Regardez ensuite les mois qui arrangent moins le calcul. Le volume baisse alors que l'abonnement continue. Un fournisseur change de format. La personne chargée des exceptions part en congé. Il faut modifier les règles puis vérifier que la modification fonctionne.

Ces situations font partie de l'exploitation. Demandez qui les prend en charge et ce que couvre le prix. Si votre équipe assure le support, son temps entre aussi dans le calcul.

Le chiffre utile correspond au coût total du travail correctement terminé sur une période réaliste. Gardez le coût initial visible, séparez les coûts récurrents et comparez avec le fonctionnement actuel, à volume et qualité équivalents.

Vous pouvez alors défendre la décision avec vos propres éléments.
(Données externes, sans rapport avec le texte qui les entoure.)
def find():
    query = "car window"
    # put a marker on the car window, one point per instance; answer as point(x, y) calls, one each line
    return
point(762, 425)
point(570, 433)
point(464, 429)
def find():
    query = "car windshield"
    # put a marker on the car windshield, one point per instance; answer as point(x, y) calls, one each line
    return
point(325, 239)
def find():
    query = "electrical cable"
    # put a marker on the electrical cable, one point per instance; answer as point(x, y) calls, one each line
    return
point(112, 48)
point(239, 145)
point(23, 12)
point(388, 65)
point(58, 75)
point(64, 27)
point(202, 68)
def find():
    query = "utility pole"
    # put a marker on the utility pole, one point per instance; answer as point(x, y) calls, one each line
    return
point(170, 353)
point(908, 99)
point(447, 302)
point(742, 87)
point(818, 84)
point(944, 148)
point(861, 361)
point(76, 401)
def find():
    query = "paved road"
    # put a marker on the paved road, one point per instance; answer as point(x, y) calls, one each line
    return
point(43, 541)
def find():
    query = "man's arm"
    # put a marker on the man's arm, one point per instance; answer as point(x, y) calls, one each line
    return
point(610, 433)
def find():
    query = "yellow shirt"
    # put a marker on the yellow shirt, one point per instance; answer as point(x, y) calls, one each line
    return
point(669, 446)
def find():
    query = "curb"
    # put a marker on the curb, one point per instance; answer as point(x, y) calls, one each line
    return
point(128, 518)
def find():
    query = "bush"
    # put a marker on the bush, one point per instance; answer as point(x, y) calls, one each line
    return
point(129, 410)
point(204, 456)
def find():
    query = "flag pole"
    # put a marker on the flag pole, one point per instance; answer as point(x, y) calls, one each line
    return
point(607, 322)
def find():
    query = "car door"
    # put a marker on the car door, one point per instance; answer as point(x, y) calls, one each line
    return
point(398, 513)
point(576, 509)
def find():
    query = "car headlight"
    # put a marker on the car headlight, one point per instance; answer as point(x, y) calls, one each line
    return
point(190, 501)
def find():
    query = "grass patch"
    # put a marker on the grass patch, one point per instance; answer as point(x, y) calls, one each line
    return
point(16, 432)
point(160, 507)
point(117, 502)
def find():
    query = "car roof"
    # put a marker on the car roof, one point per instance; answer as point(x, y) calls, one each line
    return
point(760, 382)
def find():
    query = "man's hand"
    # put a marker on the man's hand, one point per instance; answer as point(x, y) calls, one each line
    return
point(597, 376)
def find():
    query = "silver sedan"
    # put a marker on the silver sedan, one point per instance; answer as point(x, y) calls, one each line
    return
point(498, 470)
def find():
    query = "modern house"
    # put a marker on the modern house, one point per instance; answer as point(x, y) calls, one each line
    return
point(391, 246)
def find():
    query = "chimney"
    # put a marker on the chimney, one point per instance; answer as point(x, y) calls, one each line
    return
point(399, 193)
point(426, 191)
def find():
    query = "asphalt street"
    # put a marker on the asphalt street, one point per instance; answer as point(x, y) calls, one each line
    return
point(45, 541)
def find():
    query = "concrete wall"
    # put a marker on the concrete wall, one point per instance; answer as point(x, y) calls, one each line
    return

Chaque trimestre, reprenez le calcul avec le volume réel, les dossiers acceptés et le temps de vérification. Regardez si un changement de modèle ou de fournisseur a amélioré le coût total, et si le temps récupéré a servi à ce qui était prévu. Désignez un responsable de cette revue. Un agent peut continuer à fonctionner après avoir cessé de justifier son coût.

Pour une entreprise industrielle ou un distributeur B2B, partez d'une charge récurrente. Apportez le volume du mois dernier, le temps réellement consacré aux vérifications et les exceptions qui reviennent. Ajoutez ce que vous confieriez à l'équipe si elle retrouvait de la place.

Cela permet d'engager une conversation commerciale sérieuse sur l'intérêt d'une évaluation plus approfondie.